LAWYER’S IMAGINARY FRIENDS CITED IN COURT DOCUMENTS, JUDGE OBJECTS TO INVISIBLE EVIDENCE
In a stunning display of technological incompetence that would make even your grandma who prints out her emails look like Steve Jobs, a Western Australian lawyer has been caught submitting court documents featuring case citations that exist only in the fertile imagination of an AI chatbot.
THE CASE OF THE NONEXISTENT CASES
The lawyer, whose name has been withheld presumably to protect them from dying of embarrassment, used artificial intelligence to prepare documents for an immigration case. Unfortunately, the AI apparently decided that real cases were boring and invented several exciting new ones instead.
“I’m absolutely shocked that making a silicon-based hallucination machine do my homework resulted in complete bulls@#t,” said the lawyer, who requested anonymity but we’re calling Counsel ChatGPTerson.
Legal experts are calling this the most embarrassing courtroom technology fail since that time a lawyer couldn’t figure out how to turn off the cat filter on Zoom and had to assure the judge, “I’m not a cat.”
EXPERTS WEIGH IN ON THIS ABSOLUTE SH!TSHOW
Professor Obvious McToldyaso of the University of Common Sense explained that relying on AI for legal work is “like asking your drunk friend to perform brain surgery because they once played Operation as a kid.”

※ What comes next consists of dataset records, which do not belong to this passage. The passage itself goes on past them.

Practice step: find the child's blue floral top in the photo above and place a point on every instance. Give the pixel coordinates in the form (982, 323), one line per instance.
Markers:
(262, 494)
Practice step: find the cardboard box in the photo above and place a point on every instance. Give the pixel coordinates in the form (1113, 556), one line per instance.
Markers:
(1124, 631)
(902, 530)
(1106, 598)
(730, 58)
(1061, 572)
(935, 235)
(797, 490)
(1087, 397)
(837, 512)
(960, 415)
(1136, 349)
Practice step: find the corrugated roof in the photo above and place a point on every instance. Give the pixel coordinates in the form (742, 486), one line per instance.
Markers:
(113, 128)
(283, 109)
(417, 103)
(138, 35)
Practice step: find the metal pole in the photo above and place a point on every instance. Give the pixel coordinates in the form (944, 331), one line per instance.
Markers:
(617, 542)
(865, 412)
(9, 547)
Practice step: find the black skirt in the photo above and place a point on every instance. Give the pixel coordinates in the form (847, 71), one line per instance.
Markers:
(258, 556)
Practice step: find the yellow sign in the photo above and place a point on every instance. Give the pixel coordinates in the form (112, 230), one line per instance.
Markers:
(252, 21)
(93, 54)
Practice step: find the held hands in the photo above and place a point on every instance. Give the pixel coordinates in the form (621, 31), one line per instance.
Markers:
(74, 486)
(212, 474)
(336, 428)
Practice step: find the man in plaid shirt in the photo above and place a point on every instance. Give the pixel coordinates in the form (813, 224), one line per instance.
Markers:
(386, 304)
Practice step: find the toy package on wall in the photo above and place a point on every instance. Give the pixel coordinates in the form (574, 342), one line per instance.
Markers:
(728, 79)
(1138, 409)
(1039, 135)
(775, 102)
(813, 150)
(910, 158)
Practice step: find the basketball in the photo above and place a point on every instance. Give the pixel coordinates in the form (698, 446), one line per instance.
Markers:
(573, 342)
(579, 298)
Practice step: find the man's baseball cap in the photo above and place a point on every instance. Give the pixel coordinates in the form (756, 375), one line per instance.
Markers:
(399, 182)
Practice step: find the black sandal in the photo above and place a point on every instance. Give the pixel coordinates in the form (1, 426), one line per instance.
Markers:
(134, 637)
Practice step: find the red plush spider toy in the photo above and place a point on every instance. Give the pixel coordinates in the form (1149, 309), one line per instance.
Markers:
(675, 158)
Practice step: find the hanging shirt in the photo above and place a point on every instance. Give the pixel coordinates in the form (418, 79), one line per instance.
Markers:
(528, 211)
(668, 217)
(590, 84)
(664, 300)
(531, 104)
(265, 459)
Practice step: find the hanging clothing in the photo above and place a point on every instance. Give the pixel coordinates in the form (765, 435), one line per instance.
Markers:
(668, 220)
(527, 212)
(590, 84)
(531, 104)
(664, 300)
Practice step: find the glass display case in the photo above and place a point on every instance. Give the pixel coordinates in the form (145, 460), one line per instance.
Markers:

According to a recent survey conducted by the Make-Believe Statistics Institute, approximately 87.3% of AI-generated legal citations are either completely fabricated, weirdly sexual, or accidentally reference episodes of Law & Order.
JUDGE SUGGESTS REVOLUTIONARY CONCEPT OF “ACTUALLY DOING YOUR JOB”
The judge who discovered the fictional cases expressed concern about the “inherent dangers” of lawyers relying solely on AI, suggesting the radical alternative of “reading an actual f@#king book” or “doing the job you’re paid six figures to do.”
“Call me old-fashioned,” said Justice Reality Check, “but I prefer my legal precedents to actually exist in this dimension.”
AUSTRALIA’S GROWING COLLECTION OF AI LEGAL BLUNDERS
This case joins more than 20 other instances across Australia where AI has contributed fake citations or errors in court submissions. Legal experts are calling it a “concerning trend” while everyone else is calling it “hilarious” and “exactly what you deserve for trying to cheat at your job.”
“Look, I get it,” said Dr. Idon Believeit, Chair of Technological Shortcuts at the University of Taking the Easy Way Out. “Who has time to verify information when you could be billing clients $500 an hour for work a computer did in 15 seconds?”
LEGAL PROFESSION CONTEMPLATES RADICAL SOLUTION: COMPETENCE
The WA legal regulator is now investigating the case, with potential penalties ranging from a stern talking-to all the way up to the lawyer having to explain to their mother what they did.
Meanwhile, law schools across the country are reportedly considering adding a revolutionary new course to their curriculum titled “How to Tell if a Court Case Actually F@#king Exists.”
At press time, when asked for comment, the lawyer’s AI assistant suggested citing the landmark case of “Fakename v. Madeuperson (2023)” which established the precedent that “absolute bullsh!t is legally binding if you say it with enough confidence.”